There seems to be not a single sample in your epoch_iterator, stopping training at step 0! This is expected if you're using an IterableDataset and set num_steps (5000000) higher than the number of available samples

Hello, I’m using Trainer API, and I got this error:

***** Running training *****
  Num examples = 80000000
  Num Epochs = 9223372036854775807
  Instantaneous batch size per device = 8
  Total train batch size (w. parallel, distributed & accumulation) = 16
  Gradient Accumulation steps = 1
  Total optimization steps = 5000000

  0%|          | 0/5000000 [00:00<?, ?it/s]

There seems to be not a single sample in your epoch_iterator, stopping training at step 0! 
This is expected if you're using an IterableDataset and set num_steps (5000000) higher than the number of available samples.

My TrainerArgument is like

TrainingArguments(
        output_dir="./tmp",
        overwrite_output_dir=True,
        local_rank=args.local_rank,
        learning_rate=0.00025,
        per_device_train_batch_size= 8, # batch size for training
        per_device_eval_batch_size=8,
        
        save_steps=10000,  # after # steps model is saved
        warmup_steps=2000,  # number of warmup steps for learning rate scheduler
        max_steps=5000000, 
        fp16=False,
        fp16_opt_level='01',
        sharded_ddp='zero_dp_3 auto_wrap',
        dataloader_num_workers=8,

The error says that there are too many steps, but in my iterabledataset, I didn’t set len().

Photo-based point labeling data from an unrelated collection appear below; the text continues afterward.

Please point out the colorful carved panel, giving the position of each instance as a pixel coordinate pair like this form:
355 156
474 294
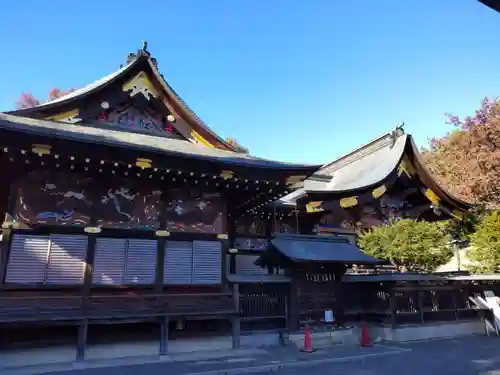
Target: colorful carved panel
132 119
128 208
196 212
252 226
250 243
286 225
52 199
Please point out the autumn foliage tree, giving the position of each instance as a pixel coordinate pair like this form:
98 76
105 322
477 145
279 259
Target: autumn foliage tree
485 244
467 160
28 100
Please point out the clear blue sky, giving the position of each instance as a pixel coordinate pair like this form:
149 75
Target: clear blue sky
303 81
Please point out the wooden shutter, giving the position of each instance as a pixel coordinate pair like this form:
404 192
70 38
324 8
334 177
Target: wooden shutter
245 265
206 262
178 262
141 261
66 264
109 262
27 259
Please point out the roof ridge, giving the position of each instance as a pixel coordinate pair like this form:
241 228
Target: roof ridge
364 150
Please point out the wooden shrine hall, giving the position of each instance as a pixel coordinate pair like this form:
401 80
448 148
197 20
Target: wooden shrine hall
120 206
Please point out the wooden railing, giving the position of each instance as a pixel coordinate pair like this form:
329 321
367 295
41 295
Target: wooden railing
386 303
68 308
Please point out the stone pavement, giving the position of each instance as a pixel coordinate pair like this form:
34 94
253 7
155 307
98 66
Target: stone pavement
473 355
221 362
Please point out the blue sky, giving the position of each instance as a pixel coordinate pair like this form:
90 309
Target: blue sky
303 81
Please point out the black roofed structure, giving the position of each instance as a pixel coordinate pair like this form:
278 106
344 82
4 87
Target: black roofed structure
365 188
313 249
493 4
120 205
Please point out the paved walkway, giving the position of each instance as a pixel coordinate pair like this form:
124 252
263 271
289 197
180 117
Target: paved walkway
473 355
221 362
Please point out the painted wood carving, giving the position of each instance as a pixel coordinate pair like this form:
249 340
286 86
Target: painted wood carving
132 119
196 212
128 208
52 199
251 226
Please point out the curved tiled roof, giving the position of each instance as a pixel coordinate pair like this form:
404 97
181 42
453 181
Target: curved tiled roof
105 81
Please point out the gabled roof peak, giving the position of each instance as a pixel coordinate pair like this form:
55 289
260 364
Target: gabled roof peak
141 52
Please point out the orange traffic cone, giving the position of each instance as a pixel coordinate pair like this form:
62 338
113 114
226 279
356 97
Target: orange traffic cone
307 341
365 337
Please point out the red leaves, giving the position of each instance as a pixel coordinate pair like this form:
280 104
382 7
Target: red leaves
27 100
467 160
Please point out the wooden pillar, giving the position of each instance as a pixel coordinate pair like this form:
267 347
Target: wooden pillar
420 306
293 300
162 241
164 335
392 307
7 232
235 331
4 254
232 263
236 320
89 265
82 340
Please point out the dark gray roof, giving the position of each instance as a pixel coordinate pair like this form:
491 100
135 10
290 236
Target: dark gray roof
101 83
493 4
360 169
303 248
368 166
144 142
257 279
402 276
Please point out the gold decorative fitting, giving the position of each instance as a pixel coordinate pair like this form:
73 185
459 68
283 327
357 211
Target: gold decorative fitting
199 139
69 116
314 207
378 192
41 150
141 84
143 163
227 175
405 166
457 214
432 196
92 230
292 180
348 202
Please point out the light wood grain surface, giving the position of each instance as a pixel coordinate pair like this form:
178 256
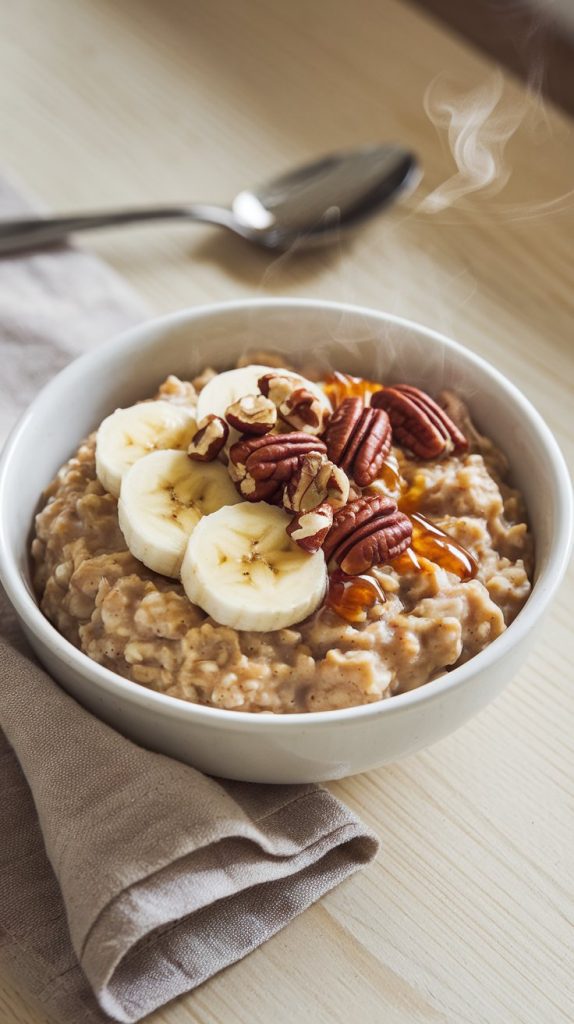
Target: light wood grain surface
467 916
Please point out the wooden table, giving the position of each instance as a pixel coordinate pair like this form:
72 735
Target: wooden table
467 916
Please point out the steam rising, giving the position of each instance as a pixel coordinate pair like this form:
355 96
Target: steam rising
479 125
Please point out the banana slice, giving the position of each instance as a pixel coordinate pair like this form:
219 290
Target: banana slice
164 497
130 433
231 385
241 567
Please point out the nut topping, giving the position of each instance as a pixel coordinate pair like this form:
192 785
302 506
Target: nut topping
309 528
359 439
209 439
366 532
296 403
261 466
316 479
254 414
418 422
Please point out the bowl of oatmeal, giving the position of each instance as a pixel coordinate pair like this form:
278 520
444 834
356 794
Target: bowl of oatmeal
282 540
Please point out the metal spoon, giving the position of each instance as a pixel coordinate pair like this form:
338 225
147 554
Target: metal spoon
310 206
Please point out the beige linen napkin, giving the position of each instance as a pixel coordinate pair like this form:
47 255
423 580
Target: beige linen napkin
126 878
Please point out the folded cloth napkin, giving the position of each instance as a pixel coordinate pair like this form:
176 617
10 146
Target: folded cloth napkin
126 878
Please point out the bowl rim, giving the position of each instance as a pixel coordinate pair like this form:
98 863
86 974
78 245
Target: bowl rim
544 587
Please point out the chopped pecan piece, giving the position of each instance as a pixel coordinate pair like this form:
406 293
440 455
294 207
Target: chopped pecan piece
261 466
366 532
316 479
359 439
254 414
418 423
209 439
309 528
298 406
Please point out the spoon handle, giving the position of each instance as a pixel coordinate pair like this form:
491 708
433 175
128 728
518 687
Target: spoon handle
33 232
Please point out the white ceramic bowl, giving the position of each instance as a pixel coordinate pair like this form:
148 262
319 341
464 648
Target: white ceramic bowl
294 748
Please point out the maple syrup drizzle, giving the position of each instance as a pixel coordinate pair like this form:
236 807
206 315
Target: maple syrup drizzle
351 596
431 542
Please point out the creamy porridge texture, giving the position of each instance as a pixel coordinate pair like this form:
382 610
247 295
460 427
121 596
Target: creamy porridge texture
450 568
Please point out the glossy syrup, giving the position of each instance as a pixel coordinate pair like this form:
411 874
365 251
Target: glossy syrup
351 597
432 543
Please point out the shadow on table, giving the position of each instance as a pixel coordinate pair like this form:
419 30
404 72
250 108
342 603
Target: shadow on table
262 268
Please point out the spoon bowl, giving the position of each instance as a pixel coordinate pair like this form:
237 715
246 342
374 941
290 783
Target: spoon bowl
312 205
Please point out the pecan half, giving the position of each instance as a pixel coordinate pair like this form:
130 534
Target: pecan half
260 467
366 532
316 479
359 439
298 406
254 414
209 439
418 423
309 529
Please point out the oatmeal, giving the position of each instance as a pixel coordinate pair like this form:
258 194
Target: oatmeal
410 511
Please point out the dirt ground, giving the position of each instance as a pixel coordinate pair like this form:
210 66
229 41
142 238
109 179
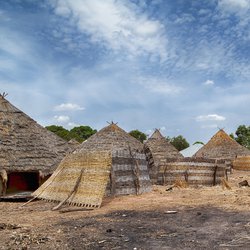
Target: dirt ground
182 218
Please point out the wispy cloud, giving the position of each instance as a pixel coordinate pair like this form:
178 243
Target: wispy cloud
211 117
62 118
234 6
209 83
159 85
68 107
117 25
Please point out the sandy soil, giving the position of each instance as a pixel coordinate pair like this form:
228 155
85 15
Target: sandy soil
182 218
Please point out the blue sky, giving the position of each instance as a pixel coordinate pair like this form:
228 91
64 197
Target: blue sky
182 66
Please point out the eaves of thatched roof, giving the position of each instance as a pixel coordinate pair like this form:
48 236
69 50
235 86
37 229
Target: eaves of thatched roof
25 145
222 146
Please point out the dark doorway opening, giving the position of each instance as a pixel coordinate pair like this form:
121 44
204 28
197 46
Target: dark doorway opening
22 181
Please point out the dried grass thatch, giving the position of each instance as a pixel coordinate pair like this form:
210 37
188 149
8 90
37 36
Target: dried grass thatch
222 146
25 145
110 162
158 151
193 171
87 175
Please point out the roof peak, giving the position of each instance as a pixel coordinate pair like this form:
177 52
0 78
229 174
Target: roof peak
157 134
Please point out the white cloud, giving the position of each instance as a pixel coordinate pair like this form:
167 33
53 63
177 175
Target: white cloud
117 25
163 128
211 117
158 85
236 6
72 124
68 107
210 126
61 118
209 82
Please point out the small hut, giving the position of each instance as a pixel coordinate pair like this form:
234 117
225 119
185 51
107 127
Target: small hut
222 146
28 152
242 163
109 163
191 150
158 151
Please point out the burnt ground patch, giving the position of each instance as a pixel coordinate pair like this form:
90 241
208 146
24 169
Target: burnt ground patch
189 228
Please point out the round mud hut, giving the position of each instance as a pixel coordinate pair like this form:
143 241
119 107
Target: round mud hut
192 171
159 151
221 146
109 163
29 153
242 163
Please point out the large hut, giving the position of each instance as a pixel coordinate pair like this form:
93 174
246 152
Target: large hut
109 163
28 152
159 151
222 146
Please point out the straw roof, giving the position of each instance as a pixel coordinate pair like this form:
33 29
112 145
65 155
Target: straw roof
158 151
160 148
111 137
25 145
109 162
190 151
222 146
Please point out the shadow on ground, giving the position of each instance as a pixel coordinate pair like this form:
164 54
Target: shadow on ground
192 228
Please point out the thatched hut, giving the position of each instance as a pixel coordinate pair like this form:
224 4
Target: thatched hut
242 163
222 146
109 163
191 150
158 151
28 152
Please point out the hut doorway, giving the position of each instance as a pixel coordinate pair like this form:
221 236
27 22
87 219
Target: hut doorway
22 181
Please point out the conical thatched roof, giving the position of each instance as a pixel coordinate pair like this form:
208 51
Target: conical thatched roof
191 150
111 137
158 151
222 146
25 145
110 162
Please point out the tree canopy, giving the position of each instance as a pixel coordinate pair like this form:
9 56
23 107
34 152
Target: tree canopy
80 133
60 131
179 142
138 135
242 136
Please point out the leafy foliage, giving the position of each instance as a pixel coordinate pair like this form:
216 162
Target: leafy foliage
179 142
60 131
138 135
243 136
80 133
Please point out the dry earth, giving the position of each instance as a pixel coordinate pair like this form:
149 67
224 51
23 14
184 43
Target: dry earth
205 218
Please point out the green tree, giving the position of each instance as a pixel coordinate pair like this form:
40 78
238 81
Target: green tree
243 136
198 142
179 142
60 131
81 133
138 135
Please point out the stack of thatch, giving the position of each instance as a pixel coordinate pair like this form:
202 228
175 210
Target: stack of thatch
193 171
222 146
110 162
159 151
25 146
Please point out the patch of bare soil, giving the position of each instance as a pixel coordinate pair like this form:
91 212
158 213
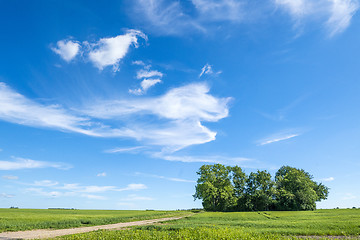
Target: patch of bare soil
46 233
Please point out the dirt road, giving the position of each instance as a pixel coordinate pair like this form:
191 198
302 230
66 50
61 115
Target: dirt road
45 233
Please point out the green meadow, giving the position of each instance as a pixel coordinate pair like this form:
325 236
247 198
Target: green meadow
244 225
29 219
203 225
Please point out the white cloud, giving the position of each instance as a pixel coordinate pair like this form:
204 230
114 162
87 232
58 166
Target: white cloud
5 195
40 191
67 49
103 174
78 190
145 85
336 14
23 163
220 10
133 187
45 183
133 197
91 196
138 62
75 187
181 110
147 73
165 178
164 17
208 70
10 177
349 196
121 150
204 159
340 15
297 8
16 108
281 136
109 51
329 179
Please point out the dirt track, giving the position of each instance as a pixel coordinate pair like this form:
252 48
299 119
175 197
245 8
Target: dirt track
45 233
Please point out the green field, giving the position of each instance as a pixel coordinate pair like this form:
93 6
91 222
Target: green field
205 225
28 219
243 225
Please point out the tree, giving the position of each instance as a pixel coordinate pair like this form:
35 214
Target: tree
296 190
214 188
239 180
259 194
225 188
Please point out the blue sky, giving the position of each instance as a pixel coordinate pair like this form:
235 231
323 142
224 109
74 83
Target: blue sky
117 105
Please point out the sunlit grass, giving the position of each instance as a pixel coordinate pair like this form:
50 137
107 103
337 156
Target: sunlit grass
28 219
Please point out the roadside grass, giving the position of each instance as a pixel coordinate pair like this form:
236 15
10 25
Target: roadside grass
29 219
199 233
243 225
320 222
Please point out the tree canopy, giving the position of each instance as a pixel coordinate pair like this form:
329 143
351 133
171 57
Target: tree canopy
227 188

I don’t know where does the Trainer get the number of samples, anyone has idea? Thanks.

Hey, did you maybe able to solve it or figure what was the problem causing this issue?
I’m facing the same issue here.

I also ran into this. Turns out I had a filter that was actually removing all the samples. Make sure you’re actually getting data returned from your dataset.